This study relied on a regional scale analysis and accounted for different dynamics within the same country. The overall epidemic wave at country level was actually the sum of diverse dynamics, as is obvious for large countries but also true for Spain, Italy or France, where regions were heterogeneously affected, as confirmed by serological studies3,20. Likewise, weather or climate heterogeneity between regions of a given country was large. By analyzing distinct spatial units with heterogeneous population density and weather, we were able to assess the effect of parameters that may be otherwise confounded by country-level parameters such as response strategy, timing of the analysis period compared to the progression of the epidemic, but also age structure of the population.

The six countries were selected due to their homogeneous location and the low efficacy of their early counter epidemic responses. We are therefore as close as possible of conditions allowing R0 estimation. This four-parameter hierarchical generalized additive model provides an explanation of up to 42% of R0 variability across 63 affected regions of the northern hemisphere, thus providing useful insights on the drivers of the first wave, and allowing to estimate the contribution of population density and weather conditions for the next waves, when the effect of local introduction is no longer relevant.

We analyzed R0, a parameter derived from the exponential growth rate, which is more robust to variations in reporting standards between countries or regions and requires less stringent assumptions on reporting standards comparability. It is also less biased compared to indicators based on cumulative counts or cumulative incidence rates. Indeed, the cumulative death (or case) count in a region depends on: the duration since the start of the epidemic in the region, the basic reproduction number (subsequently the effective reproduction number) and the number of seeding events: regions were not affected simultaneously, and their numbers of seeding events were likely different (but nearly impossible to quantify). The definition of a time period over which to sum counts to fully account for the epidemic requires many assumptions. In order to try and quantify the effect of climate using case/death counts, it would be necessary to account for factors influencing R0 as we did here, but also for factors influencing the number of seeding events and the duration of the epidemic (such as the date of introduction, the intensity of lockdown…). Our  conservative assumptions excluded regions without a clearly defined exponential growth phase from this analysis, using an arbitrary 10 deaths threshold (for starting at 10 cumulative deaths and for exponential growth phase at 10 daily deaths). Given what is known of the case-fatality ratio, this threshold corresponded to >1000 infections. This may have excluded regions with a lower growth, but identifying a relationship between R0 and temperature, AH or DP on the regions with the highest R0 remains relevant irrespectively of the relationship in low growth regions.

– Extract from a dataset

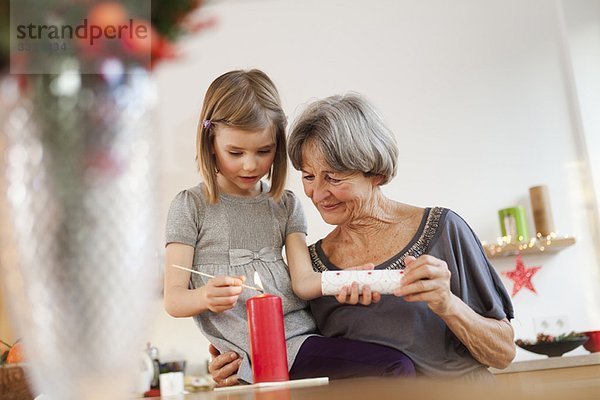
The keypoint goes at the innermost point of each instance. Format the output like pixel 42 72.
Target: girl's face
pixel 340 197
pixel 243 157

We acknowledge several limits. The first is the necessity to rely on death counts to estimate R0 during this wave due to the lack of information on actual infections from limited testing and the lack of consistency between countries for hospitalization counts. This assumption is however similar to usual assumptions for R0 estimation based on diagnosed cases, since true number of infections remains unknown and detection occurs at variable delays after infection.

A second limit is the use of a single summary weather observation over the assumed transmission period, which may fail to express the dynamical aspects of weather. The choice of fixed, 1-week increments to study the effect variations in the weather summary window may be too coarse to capture effects for the narrowest exponential growth periods. The sensitivity analysis showed a slight increase in effect when considering weather summary values calculated one week earlier than the estimated transmission period, but the 18-day sensitivity analysis showed a stronger negative relationship between R0 and AH summary values occuring 1-week later than the estimated transmission period. This study could also only evaluate the effect of a limited range of weather conditions on SARS-CoV-2 transmission, since the number of observations with a mean temperature below 2.5 °C or above 15 °C was low. This prevents from analyzing the effect of higher temperatures such as during autumn. This restriction was however necessary to achieve a minimal homogeneity of the studied regions in terms of their exposure and response to the pandemic. Finally, this analysis includes only 63 regions and may lack statistical power. The necessity to ensure that the epidemic growth of deaths was sufficient led to the exclusion of regions that may be affected, but not enough for daily deaths counts to reach 10 deaths/day.

Finally, this study showed an association between SARS-CoV-2 R0 and temperature/AH, but due to the strong correlation between AH and temperature in the seasonal conditions analysed here, it is difficult to determine which parameter is more important and they could not be analysed in combination21. The continent-specific analysis suggests that the relationship between AH and R0 was more stable than that of temperature, which was strong in the US but less so in South Europe. We could not conclude whether the relationship results from a direct role of weather on individual susceptibility to viral invasion (e.g. dry nasal mucosa from indoors heating and outdoors cold) or on viral persistence/survival, or from an indirect role of climate on human behaviors (e.g. regions with cold winter favor more indoors living conditions and lead to bigger infection opportunities). Interestingly, relative humidity and temperature levels associated with experimental decrease in virus survival corresponded to the range of AH values associated with R0 decrease in this study (Figure S9)8.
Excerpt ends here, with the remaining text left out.